Planning to Invest in Gold? It's critical to understand how physical and digital gold is taxed when it is sold. Know everything about the Taxes on Gold.
We all know us Indians are traditionally one of the largest gold investors.
With the emergence of other non-physical options such as digital gold, ETFs, gold funds, and sovereign gold bonds, India's gold investment has expanded.
You can now take full advantage of gold investment without purchasing physical gold. Read our detailed guide on Digital Gold Investment.
But as an investor, if you benefit from these investments, you also need to pay income tax on the gains made on your gold investments under various categories.
Do you know what the tax on gold profits is and how are the capital gains from gold sales taxed?
Whether you are investing in gold or already own gold, it is important for you to understand how physical and digital gold is taxed when it is sold.
Indian tax authorities treat gold as an investment, so any capital gains from gold are included in net taxes.

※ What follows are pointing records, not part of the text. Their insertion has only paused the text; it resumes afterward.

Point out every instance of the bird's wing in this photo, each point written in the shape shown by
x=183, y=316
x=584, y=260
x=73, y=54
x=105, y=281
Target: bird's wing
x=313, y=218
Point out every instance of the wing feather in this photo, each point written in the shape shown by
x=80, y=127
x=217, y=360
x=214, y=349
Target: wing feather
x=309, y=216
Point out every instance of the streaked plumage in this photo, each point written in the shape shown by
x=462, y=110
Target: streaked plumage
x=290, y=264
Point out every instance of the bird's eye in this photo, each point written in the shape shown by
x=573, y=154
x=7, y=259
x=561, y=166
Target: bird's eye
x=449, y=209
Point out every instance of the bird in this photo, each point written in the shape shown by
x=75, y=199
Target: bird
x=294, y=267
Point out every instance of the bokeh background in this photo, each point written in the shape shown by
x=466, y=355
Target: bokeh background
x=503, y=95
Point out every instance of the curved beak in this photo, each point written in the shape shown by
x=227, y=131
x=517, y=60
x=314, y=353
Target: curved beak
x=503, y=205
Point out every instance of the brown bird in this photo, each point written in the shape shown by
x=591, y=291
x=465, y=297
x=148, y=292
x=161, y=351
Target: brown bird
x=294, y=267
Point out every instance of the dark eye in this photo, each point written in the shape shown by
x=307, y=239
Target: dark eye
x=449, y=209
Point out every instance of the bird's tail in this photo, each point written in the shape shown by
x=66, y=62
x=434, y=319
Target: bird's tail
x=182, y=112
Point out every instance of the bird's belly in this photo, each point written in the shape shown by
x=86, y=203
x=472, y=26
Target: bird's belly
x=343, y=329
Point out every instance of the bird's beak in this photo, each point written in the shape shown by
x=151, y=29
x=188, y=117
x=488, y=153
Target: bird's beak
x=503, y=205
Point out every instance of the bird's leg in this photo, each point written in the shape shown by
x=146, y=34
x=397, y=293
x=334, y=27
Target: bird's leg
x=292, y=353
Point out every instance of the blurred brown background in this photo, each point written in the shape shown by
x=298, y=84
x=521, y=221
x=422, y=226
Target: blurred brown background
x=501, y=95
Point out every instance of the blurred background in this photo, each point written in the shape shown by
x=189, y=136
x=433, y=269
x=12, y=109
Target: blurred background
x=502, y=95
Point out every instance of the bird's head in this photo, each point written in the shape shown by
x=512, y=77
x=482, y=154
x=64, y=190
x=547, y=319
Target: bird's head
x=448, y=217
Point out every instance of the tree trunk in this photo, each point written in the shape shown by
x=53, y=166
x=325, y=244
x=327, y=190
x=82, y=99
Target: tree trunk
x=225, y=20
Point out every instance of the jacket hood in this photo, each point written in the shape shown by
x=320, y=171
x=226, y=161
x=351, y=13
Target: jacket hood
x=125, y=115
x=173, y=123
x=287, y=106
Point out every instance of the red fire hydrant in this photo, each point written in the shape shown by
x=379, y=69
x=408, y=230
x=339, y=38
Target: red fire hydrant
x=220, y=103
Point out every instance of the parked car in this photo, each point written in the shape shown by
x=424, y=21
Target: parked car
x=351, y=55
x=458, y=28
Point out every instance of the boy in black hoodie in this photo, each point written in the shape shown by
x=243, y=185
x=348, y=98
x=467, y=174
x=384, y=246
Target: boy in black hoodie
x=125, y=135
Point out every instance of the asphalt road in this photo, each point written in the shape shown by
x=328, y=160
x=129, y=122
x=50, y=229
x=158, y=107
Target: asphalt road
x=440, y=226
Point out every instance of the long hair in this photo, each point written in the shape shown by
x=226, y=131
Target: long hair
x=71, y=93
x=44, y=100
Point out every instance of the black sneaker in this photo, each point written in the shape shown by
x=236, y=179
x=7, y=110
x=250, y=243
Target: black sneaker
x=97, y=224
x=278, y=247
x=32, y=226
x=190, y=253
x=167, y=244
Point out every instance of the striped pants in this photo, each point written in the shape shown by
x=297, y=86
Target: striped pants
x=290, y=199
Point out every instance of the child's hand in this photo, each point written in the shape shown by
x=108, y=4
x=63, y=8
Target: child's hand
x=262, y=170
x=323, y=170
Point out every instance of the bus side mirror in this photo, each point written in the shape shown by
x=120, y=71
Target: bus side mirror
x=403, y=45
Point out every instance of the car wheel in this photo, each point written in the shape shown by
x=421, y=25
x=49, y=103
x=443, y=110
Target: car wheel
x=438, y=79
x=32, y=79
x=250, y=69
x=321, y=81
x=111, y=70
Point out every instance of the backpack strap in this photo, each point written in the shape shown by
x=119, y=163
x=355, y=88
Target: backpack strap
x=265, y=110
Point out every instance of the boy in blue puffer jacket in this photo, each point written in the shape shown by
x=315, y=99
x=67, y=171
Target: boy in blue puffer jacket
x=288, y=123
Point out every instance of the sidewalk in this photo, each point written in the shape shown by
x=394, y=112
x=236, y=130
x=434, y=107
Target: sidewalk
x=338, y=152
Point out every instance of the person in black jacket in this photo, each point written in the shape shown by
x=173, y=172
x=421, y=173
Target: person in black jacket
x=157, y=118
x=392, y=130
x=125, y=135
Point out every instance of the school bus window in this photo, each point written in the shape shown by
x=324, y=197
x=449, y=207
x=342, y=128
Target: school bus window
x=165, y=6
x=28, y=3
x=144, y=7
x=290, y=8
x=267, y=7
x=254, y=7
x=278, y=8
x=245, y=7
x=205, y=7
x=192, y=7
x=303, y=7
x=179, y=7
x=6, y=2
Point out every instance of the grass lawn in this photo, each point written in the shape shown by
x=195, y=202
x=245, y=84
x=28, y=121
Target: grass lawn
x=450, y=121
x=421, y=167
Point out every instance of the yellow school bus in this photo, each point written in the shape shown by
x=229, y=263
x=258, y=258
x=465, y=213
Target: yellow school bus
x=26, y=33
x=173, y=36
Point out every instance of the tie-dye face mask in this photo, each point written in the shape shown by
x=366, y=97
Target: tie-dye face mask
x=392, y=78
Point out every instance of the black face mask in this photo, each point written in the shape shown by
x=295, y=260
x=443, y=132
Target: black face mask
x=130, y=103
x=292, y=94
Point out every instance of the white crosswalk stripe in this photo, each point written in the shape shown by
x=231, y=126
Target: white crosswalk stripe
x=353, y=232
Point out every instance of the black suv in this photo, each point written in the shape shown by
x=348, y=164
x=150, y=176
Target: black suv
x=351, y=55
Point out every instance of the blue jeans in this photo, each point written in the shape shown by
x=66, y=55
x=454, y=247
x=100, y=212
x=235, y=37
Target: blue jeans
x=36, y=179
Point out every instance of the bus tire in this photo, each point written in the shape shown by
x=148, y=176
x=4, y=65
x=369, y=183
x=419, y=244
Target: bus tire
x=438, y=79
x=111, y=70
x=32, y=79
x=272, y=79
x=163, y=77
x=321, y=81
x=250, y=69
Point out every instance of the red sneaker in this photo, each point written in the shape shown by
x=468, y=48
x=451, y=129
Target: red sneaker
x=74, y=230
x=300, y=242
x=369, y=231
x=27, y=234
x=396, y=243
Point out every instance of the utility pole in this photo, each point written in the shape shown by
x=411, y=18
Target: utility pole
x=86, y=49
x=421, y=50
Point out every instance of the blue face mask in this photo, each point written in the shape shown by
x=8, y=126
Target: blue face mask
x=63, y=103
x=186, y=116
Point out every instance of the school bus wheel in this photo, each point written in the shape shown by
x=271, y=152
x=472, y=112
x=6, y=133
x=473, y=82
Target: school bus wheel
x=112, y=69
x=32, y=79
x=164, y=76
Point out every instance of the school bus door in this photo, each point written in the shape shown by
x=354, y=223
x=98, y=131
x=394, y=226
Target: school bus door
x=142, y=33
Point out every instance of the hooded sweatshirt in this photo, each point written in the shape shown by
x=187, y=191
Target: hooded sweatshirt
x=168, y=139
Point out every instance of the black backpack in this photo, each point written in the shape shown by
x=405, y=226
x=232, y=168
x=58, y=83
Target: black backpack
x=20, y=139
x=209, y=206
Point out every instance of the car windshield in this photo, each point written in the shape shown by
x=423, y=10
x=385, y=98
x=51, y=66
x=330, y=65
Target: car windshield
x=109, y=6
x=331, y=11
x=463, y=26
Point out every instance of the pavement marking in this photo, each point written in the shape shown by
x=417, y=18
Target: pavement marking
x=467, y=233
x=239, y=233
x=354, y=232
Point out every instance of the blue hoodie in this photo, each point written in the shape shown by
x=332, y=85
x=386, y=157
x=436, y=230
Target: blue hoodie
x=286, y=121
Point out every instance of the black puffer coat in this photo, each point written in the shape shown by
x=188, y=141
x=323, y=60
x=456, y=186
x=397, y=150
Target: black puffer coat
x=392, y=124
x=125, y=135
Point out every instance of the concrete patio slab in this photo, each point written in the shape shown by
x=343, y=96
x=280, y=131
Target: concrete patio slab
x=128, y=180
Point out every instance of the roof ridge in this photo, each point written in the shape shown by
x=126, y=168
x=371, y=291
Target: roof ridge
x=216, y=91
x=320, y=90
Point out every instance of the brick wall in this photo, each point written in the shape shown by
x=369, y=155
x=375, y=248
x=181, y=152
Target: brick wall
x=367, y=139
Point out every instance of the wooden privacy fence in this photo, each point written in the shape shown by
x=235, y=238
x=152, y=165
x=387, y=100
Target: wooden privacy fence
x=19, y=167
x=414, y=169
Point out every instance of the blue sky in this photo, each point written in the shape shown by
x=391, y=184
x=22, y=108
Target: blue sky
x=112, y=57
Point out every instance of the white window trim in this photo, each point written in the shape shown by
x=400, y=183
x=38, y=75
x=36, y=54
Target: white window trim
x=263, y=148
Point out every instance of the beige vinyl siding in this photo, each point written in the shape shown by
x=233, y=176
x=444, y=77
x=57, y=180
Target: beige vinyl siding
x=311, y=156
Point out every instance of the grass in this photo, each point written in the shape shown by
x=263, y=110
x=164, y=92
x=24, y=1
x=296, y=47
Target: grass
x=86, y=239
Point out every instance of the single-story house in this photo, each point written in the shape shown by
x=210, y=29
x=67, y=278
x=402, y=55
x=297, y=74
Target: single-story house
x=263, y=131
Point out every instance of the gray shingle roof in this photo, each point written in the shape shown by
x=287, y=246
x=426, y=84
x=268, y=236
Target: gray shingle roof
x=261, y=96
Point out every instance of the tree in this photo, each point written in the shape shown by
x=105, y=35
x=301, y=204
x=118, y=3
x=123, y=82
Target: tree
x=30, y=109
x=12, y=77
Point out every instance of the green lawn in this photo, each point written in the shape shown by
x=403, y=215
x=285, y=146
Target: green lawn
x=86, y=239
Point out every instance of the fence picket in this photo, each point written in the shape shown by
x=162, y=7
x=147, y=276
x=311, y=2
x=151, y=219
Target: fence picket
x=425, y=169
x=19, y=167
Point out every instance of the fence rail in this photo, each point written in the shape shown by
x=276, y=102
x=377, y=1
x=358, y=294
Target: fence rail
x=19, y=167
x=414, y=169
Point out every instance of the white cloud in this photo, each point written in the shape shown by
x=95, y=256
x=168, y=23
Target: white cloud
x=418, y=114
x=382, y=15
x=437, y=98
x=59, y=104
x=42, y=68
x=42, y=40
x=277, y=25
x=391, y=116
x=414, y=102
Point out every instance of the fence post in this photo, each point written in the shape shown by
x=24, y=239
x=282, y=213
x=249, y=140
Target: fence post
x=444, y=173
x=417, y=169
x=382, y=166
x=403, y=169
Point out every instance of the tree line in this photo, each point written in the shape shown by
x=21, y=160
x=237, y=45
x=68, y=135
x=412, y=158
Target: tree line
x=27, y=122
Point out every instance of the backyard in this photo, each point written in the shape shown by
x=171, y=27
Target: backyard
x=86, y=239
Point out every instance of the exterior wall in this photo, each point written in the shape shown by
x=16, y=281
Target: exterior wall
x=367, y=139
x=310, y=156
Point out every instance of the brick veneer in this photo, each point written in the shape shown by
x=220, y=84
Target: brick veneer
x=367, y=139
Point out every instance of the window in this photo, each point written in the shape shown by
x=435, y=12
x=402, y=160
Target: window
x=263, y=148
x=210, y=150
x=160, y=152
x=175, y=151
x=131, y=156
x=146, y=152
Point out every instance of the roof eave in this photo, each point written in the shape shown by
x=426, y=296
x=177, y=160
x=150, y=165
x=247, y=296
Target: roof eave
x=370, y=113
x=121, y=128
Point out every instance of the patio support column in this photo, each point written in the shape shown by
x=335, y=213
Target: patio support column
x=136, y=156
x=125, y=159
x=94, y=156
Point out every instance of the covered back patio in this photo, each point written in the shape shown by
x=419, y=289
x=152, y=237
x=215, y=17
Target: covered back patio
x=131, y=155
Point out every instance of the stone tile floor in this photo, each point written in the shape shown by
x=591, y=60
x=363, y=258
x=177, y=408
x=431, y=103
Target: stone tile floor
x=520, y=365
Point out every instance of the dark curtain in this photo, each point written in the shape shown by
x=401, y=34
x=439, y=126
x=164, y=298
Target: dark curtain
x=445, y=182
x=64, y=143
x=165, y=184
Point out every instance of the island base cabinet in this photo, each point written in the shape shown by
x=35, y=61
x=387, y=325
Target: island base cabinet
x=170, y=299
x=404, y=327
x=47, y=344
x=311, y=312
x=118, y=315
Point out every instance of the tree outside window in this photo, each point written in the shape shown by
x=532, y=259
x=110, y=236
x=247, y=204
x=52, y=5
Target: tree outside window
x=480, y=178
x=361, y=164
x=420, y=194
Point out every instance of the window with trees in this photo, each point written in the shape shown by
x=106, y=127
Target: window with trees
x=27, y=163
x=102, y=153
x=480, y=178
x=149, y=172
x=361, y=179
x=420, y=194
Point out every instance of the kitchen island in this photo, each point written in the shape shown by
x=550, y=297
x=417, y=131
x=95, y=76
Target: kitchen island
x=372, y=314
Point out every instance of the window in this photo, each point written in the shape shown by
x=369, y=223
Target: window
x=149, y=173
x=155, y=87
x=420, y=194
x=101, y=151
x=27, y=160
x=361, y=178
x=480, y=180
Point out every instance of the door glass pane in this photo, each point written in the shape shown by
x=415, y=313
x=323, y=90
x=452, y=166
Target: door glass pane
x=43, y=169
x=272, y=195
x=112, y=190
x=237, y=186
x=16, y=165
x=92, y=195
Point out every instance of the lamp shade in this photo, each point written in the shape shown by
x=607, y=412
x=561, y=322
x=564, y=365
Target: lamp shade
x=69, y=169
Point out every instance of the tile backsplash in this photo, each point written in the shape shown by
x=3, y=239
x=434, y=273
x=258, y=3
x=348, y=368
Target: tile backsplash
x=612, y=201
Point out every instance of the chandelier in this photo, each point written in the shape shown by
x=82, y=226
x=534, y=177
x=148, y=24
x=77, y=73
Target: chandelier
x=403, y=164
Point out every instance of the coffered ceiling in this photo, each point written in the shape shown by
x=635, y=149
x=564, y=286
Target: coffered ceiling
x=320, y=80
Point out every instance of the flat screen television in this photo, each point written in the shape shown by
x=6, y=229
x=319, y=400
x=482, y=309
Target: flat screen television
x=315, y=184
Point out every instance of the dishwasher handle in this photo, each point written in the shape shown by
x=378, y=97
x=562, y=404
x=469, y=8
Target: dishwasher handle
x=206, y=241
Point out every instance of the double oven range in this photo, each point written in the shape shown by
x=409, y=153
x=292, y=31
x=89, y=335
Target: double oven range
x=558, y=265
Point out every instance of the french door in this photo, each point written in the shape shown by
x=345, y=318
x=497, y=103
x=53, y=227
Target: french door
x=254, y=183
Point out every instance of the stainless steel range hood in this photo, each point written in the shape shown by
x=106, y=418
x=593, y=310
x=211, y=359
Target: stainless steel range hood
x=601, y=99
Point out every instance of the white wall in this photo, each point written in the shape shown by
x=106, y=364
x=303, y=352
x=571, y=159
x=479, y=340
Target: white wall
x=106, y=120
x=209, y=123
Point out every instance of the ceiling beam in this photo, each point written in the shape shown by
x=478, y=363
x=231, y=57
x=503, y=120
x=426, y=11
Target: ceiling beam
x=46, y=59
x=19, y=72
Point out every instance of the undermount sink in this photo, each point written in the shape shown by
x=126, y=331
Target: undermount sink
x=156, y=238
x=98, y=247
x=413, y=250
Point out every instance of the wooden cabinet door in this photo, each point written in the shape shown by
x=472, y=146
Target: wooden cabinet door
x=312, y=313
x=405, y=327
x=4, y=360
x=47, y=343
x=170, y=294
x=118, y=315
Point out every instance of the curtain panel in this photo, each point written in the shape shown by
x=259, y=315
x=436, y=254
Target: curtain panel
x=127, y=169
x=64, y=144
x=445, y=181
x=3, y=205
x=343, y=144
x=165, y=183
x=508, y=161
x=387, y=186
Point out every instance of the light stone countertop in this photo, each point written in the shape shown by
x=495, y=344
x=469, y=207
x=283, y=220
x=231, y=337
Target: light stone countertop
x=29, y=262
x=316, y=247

Jar explains to you how income tax is levied on Digital and Physical Gold:
The most common way of buying gold is in the form of jewellery, gold bars, coins and digital gold.
Capital gains from the sale of physical gold is taxed based on whether it is short term or long term capital gains.
If you sell your gold assets (which may be gold jewellery, digital gold or coins) within three years from the date of purchase, any proceeds from that sale will be considered Short-Term Capital Gains(STCG).
It will basically be added to your annual income and as a result you will have to pay tax effectively on the highest income tax slab under which your income falls.
On the other hand, If you sell your jewellery, gold coins or digital gold after three years or more from the date of purchase, the proceeds from the sale will be classified as Long-Term Capital Gains (LTCG).
Long-term capital gains from the sale of gold assets are taxed at 20%, with applicable surcharge and education cess.
In simple words, you have to calculate taxes with indexation. Indexation is a process by which the acquisition cost is adjusted with the inflation by inflating it by rate of inflation during the holding period.
The higher the value, the lower the profit, and therefore the lower the total tax revenue.